“The Joy of the Resurrection” by Brian Flanagan
Easter Sunday
Have you ever watched the World Series on TV? (that’s the Championship of Major League Baseball for those of you who prefer to watch Curling or Quidditch…) At the end, there is a winning team and a losing team. The winners are jumping for joy and the losers are hanging their heads in shame. The winners are popping the corks on bottles of champagne to celebrate, and the losers are getting ready for a long trip home.
Yet the losing team will still congratulate the winners and acknowledge that it was a “good game”. This might be the end of their season this year, but there’s always next year, and there’s always the hope of one day winning the championship for themselves.
Now let’s look at Good Friday. This was the ultimate showdown between good and evil. Between God and the Devil. Between Life and Death. And it wasn’t looking good for the home team. It wasn’t even a close game. Death was up 6 to 0 and pitching a no-hitter, and Life was about to strike out for good. Then Life made the greatest comeback in the history of the game. Jesus rose from the dead by his own power on Easter Sunday. The Living God could not remain in death.
Unlike the losing World Series team, however, Death doesn’t have the hope of what next season will bring. It’s over. It’s finished. Christ has destroyed Death forever. There’s nothing that can match the sound of Hell crying out in utter defeat at the Resurrection. St. Paul in his first letter to the Corinthians gives one of the most poetic taunts of Death in all of Scripture:
“Death is swallowed up in victory. Where, O death, is your victory? Where, O death, is your sting?”
For us, the Resurrection doesn’t just mean that we have the hope of eternal life with Christ in heaven; it means that even in this life, Christ can bring life from death. He can bring good out of suffering. He can bring hope from despair.
Since we have this great hope both for this life and the next, our lives should reflect it! Think how overjoyed Moses and the Hebrews must have been when they marched through the Red Sea on dry land and were freed from their slavery in Egypt. How much more joyful should we be since we are freed from our slavery to sin and death?

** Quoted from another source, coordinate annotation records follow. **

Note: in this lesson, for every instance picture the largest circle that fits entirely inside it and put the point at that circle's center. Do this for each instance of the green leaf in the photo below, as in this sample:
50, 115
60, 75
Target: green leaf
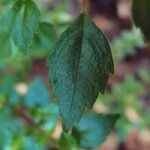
79, 68
25, 23
37, 93
94, 128
67, 142
141, 15
46, 36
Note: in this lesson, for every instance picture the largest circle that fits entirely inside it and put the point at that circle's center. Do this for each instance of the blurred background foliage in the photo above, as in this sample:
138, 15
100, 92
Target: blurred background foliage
29, 118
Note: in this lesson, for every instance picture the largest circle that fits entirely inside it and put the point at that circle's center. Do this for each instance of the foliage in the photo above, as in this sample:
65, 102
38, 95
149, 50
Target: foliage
29, 116
81, 68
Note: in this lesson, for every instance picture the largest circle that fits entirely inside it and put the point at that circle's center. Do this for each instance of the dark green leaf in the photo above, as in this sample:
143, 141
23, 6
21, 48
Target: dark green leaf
141, 16
94, 128
46, 36
37, 93
79, 68
67, 142
25, 23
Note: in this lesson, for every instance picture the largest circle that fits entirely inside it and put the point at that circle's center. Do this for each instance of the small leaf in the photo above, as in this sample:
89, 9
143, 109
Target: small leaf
79, 68
94, 128
141, 15
46, 36
37, 93
25, 23
67, 142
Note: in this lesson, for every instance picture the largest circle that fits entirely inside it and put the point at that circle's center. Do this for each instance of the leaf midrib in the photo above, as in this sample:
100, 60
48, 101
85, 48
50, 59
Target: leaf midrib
77, 70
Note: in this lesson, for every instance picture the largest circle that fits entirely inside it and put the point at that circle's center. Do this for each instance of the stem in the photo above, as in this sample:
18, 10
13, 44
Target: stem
84, 5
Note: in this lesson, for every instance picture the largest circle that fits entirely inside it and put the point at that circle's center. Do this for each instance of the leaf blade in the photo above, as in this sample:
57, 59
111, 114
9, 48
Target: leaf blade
79, 68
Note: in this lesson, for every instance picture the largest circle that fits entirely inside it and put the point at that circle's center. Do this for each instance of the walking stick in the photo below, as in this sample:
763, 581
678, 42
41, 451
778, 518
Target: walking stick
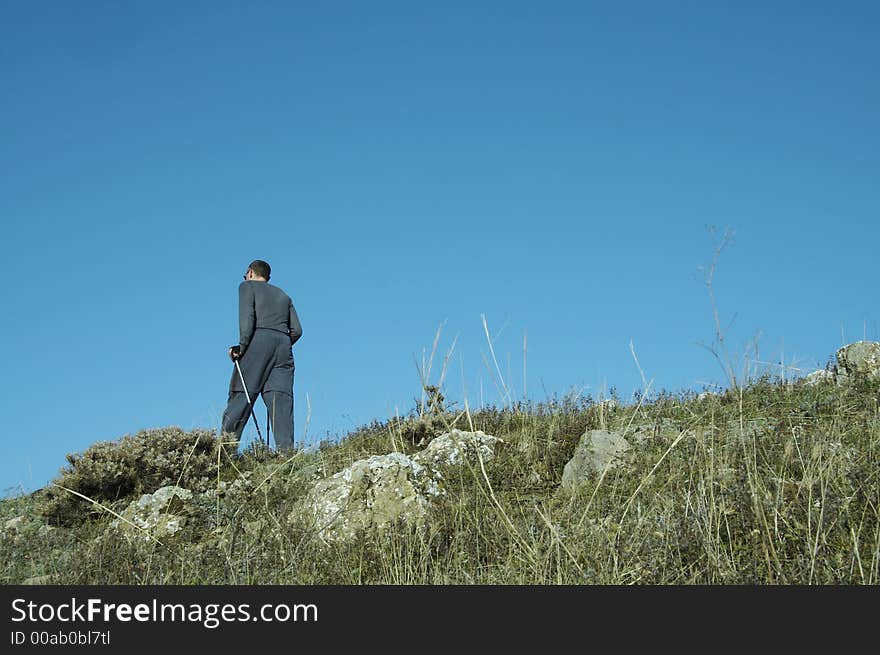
250, 404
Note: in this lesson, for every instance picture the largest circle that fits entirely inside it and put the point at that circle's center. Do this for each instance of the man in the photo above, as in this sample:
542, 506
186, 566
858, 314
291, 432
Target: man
268, 328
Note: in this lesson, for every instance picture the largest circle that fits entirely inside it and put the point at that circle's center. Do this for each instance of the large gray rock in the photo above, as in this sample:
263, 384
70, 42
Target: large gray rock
371, 495
156, 515
456, 446
860, 360
596, 450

During this Easter Season, every time you eat a jelly bean or stuff your face with chocolate bunnies, remember to let even these small things remind you of the Joy of the Resurrection and of the hope that we have in Christ. If we really enter into this joy, people will notice. And as St. Peter says in 1 Peter 3:15, “Always be ready to give an explanation to anyone who asks you for a reason for your hope.”